Trying to demonstrate the accuracy of performance measurement in JavaScript using performance.now() , we found that our intuition could fail us: the empirical data did not completely coincide with our assumptions. If you want to write fast web applications, the JS code must be optimized. And since computers are practically living beings, they are still capable of being unpredictable and surprising us.
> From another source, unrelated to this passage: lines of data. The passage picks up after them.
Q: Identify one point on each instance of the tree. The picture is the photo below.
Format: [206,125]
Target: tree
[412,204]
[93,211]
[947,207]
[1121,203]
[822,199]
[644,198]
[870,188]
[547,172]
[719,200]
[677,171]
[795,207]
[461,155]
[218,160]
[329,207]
So the best way to make your code faster is to measure and compare.

Another reason why we cannot know in advance which option will be faster is that it all depends on the situation. In the last example, we searched for a match among 26 values ​​regardless of case. But if we search among 100,000 values, the choice of the function may be different.

The errors considered are not the only possible ones. To them, you can add, for example, the measurement of unrealistic scenarios or the measurement on only one JS engine. But it’s important to remember the most important thing: if you want to create fast web applications, then you’ll not find a better performance.now() tool. However, measuring the runtime is only one aspect. Performance is also affected by memory usage and code complexity.